Organizing tasks is no small effort as anyone who has tried surely knows. While a simple list of tasks suffices for a few days (the good, old To Do list), such lists customarily outgrow their format; there’ll simply be too many items and the list once devised to make our life more structured and organized becomes the very evidence that it isn’t.

However, there is a remedy to this situation and that is to devise some form of system according to which our tasks can be organized. Some common dimensions considered in such undertakings are given in the following:

  • Urgency: Can the completion of this task wait or does it have to be done right now?
  • Importance: How important is the result of the completion of the task for us?
  • Risk: How big is the risk associated with doing the task?
  • Resources Required: How much time and other resources are required to fulfil the task?

After we would have categorized tasks according to these dimensions, we could pick the most important, most urgent, or less risky tasks - which can be very useful. However, the more dimensions we consider in the system, the more complex and potentially unmanageable this system becomes. Thus, it is very important to focus on the dimensions which help us achieve our goals in the best possible way.

I assume here that the underlying goal in trying to organize our tasks is twofold: firstly, to get more things done in less time, and, secondly, to be able to live a happier and less stressful life. I want to argue that, in regards to this goal, the single most important dimension to consider is that between ‘want-to’ and ‘have-to’.

Evidently, there is no other sensible reason for us to engage in an activity apart from us having to do it or us wanting to do it. Unfortunately, it is often not obvious into which of these categories a task belongs.

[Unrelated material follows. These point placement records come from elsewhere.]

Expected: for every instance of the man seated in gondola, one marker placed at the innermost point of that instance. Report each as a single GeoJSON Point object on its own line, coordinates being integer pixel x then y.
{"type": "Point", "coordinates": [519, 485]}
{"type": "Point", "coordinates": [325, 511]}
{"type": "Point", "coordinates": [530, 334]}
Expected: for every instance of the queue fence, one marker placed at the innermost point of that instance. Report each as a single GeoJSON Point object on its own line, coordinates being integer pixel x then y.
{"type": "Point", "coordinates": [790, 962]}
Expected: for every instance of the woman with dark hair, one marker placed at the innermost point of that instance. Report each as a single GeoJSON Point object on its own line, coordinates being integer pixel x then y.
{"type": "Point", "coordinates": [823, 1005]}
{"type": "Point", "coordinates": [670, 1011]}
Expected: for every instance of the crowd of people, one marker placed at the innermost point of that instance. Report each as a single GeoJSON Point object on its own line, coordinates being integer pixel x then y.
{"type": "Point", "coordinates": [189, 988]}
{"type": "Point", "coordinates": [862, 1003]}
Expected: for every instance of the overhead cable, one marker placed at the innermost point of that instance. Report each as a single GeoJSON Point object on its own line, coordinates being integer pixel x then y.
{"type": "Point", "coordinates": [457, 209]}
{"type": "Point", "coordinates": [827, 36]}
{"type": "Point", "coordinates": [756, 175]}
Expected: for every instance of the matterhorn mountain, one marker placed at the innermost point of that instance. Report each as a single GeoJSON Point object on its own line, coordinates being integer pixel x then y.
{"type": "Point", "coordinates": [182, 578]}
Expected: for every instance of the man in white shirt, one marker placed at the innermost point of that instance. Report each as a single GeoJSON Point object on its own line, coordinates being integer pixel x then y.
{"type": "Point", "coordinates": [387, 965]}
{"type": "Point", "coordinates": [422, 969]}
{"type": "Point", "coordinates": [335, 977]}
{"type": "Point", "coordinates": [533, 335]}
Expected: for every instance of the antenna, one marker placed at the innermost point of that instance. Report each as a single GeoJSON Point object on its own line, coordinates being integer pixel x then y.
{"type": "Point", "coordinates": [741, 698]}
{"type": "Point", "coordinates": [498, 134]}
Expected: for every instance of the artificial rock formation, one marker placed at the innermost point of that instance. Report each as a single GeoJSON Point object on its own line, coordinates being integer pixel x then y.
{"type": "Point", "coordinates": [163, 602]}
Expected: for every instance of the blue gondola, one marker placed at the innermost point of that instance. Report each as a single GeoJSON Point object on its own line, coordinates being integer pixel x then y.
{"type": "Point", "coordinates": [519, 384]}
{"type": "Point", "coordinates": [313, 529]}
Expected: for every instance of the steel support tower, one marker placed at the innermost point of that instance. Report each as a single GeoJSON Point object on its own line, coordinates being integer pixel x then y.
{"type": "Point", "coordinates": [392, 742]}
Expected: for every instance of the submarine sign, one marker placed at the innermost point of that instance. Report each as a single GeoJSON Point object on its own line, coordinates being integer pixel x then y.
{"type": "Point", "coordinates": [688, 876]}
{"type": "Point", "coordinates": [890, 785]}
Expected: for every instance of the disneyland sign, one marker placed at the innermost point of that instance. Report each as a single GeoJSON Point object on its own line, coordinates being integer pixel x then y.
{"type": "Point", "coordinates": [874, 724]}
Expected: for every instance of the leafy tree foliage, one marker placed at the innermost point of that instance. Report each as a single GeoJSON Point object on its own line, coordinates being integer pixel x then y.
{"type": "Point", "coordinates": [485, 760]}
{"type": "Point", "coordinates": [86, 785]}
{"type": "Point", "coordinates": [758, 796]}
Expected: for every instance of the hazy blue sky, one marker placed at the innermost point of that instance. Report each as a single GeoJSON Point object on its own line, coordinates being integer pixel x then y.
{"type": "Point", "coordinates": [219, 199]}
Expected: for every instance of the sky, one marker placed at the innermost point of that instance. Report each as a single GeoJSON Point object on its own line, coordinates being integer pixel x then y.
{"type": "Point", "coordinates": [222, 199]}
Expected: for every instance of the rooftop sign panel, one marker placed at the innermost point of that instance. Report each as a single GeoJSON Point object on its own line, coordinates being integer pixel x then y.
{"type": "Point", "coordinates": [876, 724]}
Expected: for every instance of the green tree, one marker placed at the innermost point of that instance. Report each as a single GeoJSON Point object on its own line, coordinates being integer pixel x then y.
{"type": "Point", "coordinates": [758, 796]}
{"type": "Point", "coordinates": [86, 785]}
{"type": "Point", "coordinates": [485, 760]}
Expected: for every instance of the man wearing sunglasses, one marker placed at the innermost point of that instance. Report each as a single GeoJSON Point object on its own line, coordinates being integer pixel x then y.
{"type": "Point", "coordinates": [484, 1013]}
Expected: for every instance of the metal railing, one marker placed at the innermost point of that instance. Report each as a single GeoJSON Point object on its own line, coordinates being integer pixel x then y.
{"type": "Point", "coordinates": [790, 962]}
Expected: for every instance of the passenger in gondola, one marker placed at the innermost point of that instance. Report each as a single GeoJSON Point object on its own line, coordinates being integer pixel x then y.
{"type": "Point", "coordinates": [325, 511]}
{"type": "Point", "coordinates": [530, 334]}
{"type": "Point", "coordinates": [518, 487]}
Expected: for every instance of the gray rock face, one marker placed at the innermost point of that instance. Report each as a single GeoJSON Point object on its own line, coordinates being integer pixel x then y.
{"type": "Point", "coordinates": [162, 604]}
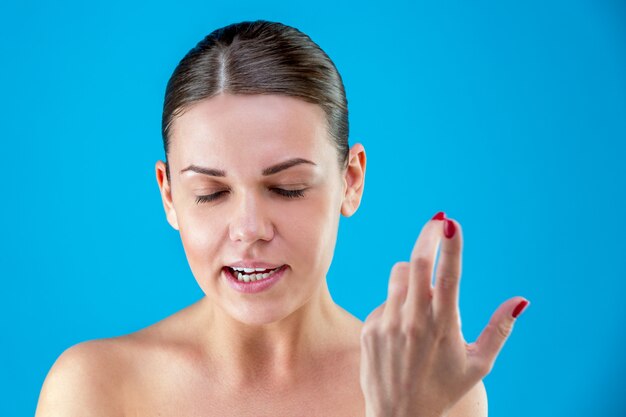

Take for example brushing teeth. You might truly hate brushing your teeth and consider it an utter waste of time. Thus, come morning, evening and after lunchtime (if it were up to your dentist), the task of brushing your teeth easily falls within the ‘have-to’ category. But ask yourself the question WHY do you have to brush your teeth. If you are a child, clearly because your parents tell you to. But what if you aren’t? Maybe you want to feature a fresh mouth odour, maybe you want to avoid a painful procedure at the dentist, or maybe you want to have beautiful, white and shiny teeth.

You can do this exercise with any other chore of your choice. Think about something you have to do long and hard enough and you will surely discover that you only have to do it because of something you want.

Therefore I suggest here as the ultimate measure to become the master of your tasks rather than be mastered by them to identify their ‘want-to’ distance.  For all things on your lists of tasks you dread doing, think about how they are related to what you want to do.

This doesn’t help you to find out which tasks are important and urgent – but chances are you intuitively know what is important and urgent anyway and thus there is little value in writing this down. However, determining the ‘want-to’ distance of your tasks accomplishes something of far more value: it implicitly but inescapably reveals there are no ‘have-to’s in your life.

With this insight, you can do what you need to do with purpose – the strongest force known to make our lives successful and fulfilled.